Wir sind im Rahmen unserer gewöhnlichen Geschäftsaktivitäten mit einer Vielfalt von Klagen und Gerichtsverfahren konfrontiert. Dies umfasst Klagen und Prozesse, in die von uns erworbene Unternehmen involviert sind, sowie Klagen von Kunden auf Freistellung von Ansprüchen, die gegen diese erhoben worden sind, weil sie SAP-Software nutzen. Wir werden uns weiterhin gegen alle gegen uns erhobenen Vorwürfe und Rechtsstreitigkeiten entschieden wehren. Wir bilden für solche Fälle Rückstellungen, wenn es wahrscheinlich ist, dass wir eine Verpflichtung haben, die aus einem Ereignis der Vergangenheit entstanden ist und verlässlich schätzbar ist und deren Erfüllung wahrscheinlich zum Abfluss von Ressourcen mit wirtschaftlichem Nutzen führt. Für den TomorrowNow-Rechtsstreit haben wir eine Rückstellung in Höhe von 272 Mio. US$ (31. Dezember 2010: 1,3 Mrd. US$) gebildet. Derzeit sind wir der Ansicht, dass der Ausgang aller anderen gegen uns vorgebrachten Klagen und Prozesse, sowohl einzeln als auch insgesamt, keine wesentliche nachteilige Auswirkung auf unsere Geschäftstätigkeit, Vermögenslage, Ertragslage und unseren Cashflow haben wird. Die anderen gebildeten Rückstellungen sind daher auch weder einzeln noch insgesamt wesentlich. 

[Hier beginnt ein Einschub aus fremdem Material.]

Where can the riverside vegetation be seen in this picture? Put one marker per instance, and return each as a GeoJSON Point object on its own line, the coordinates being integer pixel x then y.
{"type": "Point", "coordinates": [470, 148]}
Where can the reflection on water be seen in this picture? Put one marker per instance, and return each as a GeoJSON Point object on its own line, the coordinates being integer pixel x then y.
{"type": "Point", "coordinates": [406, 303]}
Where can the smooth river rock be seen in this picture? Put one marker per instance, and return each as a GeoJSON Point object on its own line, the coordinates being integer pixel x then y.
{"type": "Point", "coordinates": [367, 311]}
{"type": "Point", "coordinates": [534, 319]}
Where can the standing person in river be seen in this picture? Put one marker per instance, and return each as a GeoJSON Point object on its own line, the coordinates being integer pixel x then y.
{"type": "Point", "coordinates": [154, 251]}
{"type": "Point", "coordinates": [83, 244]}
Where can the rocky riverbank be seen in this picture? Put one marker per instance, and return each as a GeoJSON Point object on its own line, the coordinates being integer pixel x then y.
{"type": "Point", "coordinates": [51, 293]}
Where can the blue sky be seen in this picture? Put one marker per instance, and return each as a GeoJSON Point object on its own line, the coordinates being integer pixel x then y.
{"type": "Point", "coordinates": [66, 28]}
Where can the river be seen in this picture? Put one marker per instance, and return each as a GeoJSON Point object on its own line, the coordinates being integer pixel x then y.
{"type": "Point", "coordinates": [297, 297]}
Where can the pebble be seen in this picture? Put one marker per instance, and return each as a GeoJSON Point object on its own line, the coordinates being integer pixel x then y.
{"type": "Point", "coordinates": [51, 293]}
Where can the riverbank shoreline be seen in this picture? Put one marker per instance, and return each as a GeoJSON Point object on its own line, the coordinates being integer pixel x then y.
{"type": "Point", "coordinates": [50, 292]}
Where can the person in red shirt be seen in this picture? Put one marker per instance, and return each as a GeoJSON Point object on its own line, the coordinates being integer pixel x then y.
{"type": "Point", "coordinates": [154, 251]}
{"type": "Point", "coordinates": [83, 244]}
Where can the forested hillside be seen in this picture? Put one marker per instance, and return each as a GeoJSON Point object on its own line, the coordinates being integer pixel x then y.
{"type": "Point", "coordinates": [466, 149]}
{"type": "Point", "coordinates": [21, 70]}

Allerdings sind Rechtsstreitigkeiten und andere geltend gemachte Ansprüche an sich mit Ungewissheiten verbunden. Außerdem kann sich die Einschätzung dieser Angelegenheiten durch das Management in der Zukunft ändern. Der tatsächliche Ausgang solcher Rechtsstreitigkeiten oder anderer Ansprüche kann von früheren Einschätzungen des Managements abweichen, was zu wesentlichen nachteiligen Auswirkungen auf unsere Geschäftstätigkeit, Vermögenslage, Ertragslage, unseren Cashflow und unsere Reputation führen könnte. Wir können keine verlässliche Aussage zur maximalen Höhe des möglichen Verlusts machen, der sich bei einem negativen Ausgang dieser Vorgänge einstellen würde. 

Die Entwicklung der für Rechtsstreitigkeiten gebildeten Rückstellungen ist Textziffer (19b) zu entnehmen. 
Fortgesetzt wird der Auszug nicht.